Jim Brown might want to know they're not on golf scholarship.
The learning center in California, which opened in 2006, has had between 20,000 and 25,000 kids come through the doors. There are partnerships with schools that have come to depend greatly on the supplemental help the learning center provides. The one Tiger is trying to build here in D.C. can't arrive quickly enough.
Tiger Woods is too sophisticated a man to get into a public back-and-forth with the great Jim Brown. And beyond saying, "I think we've made our impact," Tiger doesn't attempt to specifically defend himself against the criticisms leveled by Brown and others. But I will.
Everybody's method and manner of being socially active is different.
Brown grew up in a world in which bigotry was omnipresent for black people.
If Brown wakes up angry every day even now, 50-some years after racial bias kept the Heisman Trophy from him, it would be perfectly understandable.
And it's fine, where I'm concerned, for Brown and the generation of men and women who felt the unrelenting heat of oppression to look at those who are blessed with opportunity now and say, "What are you doing to move the culture along?"
But don't then demean the efforts and the results of a man who is answering the call already, in his mid-30s as Tiger Woods is. Brown should also remember, Tiger plays golf but he didn't grow up some kid who didn't understand the need for a conscience. As Tiger related to Charles Barkley and me for Barkley's book, "Who's Afraid of a Large Black Man?" in 2004, he became aware of his own racial identity on the very first day of school, kindergarten, when a bunch of white sixth-graders tied him to a tree, spray-painted the n-word on him and threw rocks at him when he was the only little brown child in Cypress, Calif. And his dad encountered a whole lot worse.
Just as important, Brown has to realize that the expression of social consciousness isn't a matter of people singing the same song. Jim Brown took on the Crips and Bloods, and a lot of other demons. Tiger Woods attacks the problem as he sees fit, through education, which has always been at the root of Brown's preaching anyway. And because men such as Brown and Earl Woods fought the toughest, bloodiest battles for decades, Tiger's approach to activism ought to be different.

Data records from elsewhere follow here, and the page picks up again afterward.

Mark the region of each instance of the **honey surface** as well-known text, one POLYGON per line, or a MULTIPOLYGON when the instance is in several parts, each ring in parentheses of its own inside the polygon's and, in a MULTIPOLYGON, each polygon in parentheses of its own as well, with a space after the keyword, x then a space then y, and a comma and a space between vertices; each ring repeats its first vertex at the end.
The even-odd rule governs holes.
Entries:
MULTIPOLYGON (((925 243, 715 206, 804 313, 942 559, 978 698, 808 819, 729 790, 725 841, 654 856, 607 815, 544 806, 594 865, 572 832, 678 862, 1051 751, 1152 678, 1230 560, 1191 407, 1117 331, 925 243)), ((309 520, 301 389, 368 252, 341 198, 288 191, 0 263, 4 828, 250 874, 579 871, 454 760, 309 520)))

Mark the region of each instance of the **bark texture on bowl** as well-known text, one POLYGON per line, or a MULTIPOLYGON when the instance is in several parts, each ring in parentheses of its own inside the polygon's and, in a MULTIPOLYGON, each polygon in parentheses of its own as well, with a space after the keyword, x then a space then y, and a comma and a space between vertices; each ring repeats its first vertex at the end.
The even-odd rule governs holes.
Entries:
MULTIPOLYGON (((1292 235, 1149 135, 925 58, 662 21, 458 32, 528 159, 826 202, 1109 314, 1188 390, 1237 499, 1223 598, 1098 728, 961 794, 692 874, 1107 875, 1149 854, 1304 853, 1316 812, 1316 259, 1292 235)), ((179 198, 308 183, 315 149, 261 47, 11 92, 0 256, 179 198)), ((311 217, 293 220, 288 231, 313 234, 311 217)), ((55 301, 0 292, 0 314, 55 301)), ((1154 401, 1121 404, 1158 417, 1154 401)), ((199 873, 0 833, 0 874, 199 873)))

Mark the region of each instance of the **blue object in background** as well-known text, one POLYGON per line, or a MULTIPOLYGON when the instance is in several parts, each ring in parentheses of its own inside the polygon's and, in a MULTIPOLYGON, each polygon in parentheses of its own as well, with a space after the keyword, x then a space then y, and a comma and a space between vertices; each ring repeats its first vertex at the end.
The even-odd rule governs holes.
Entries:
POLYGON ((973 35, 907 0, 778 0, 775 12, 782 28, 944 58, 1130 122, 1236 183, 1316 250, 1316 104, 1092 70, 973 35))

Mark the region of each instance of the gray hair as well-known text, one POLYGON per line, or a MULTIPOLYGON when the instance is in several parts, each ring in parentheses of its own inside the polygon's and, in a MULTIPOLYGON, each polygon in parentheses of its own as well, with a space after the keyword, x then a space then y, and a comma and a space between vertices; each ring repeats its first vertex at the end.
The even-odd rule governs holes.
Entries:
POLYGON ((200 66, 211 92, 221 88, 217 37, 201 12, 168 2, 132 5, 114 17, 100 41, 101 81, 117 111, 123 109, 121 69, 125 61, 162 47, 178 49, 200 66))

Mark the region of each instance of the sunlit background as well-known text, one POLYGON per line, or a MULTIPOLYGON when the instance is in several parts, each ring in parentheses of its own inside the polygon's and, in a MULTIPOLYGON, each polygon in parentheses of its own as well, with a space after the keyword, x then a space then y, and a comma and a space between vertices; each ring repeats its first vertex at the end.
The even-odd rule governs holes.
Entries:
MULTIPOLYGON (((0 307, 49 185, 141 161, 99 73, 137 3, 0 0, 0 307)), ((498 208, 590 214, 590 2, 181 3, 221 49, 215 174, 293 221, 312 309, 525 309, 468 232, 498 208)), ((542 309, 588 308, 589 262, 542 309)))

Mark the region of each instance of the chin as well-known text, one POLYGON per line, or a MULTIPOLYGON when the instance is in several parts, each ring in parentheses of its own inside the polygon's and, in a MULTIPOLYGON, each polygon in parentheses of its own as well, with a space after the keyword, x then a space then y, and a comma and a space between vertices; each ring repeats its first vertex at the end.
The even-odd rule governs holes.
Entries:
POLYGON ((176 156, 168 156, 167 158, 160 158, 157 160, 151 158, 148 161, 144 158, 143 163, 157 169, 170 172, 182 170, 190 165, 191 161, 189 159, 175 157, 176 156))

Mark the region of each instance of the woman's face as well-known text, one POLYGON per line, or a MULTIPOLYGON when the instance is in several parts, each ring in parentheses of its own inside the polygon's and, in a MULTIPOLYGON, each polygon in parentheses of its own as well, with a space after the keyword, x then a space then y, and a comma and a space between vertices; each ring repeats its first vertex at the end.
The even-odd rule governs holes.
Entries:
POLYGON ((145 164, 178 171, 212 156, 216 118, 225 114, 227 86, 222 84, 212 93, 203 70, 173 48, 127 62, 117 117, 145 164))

Plowing the exact same ground would suggest Brown and Earl Woods made no progress, which we know isn't the case. We move on, probe for the newest ways to attack the old problems and new ones, too, using the most advanced methods we can find. People need to know that Tiger Woods's presence here in the D.C. area isn't only about golf. The moment Tiger announced he was hosting a tournament, the AT&T National, at Congressional Country Club , I suspected I knew why he wanted it here, specifically.
He could invite large-scale participation of the military community, which is the life Tiger grew up in and includes men and women he genuinely adores. And he could bring the Learning Center concept east, which would benefit tens of thousands more kids in need. When we talked yesterday at Congressional about a number of topics, one of the things Tiger spoke of is "a foundation that will be here for the long haul . . . but I just want to do it right. We've taken our time, because I want to get it right. . . . I don't want to make any mistakes."
I asked Tiger if it's possible that a conversation with Jim Brown might be productive, and Tiger answered, "That depends on whether both parties show up open minded."
One would hope that actual facts will open Brown's mind to the efforts of a young man who doesn't share the same personal history, but shares the belief that actions speak louder than words.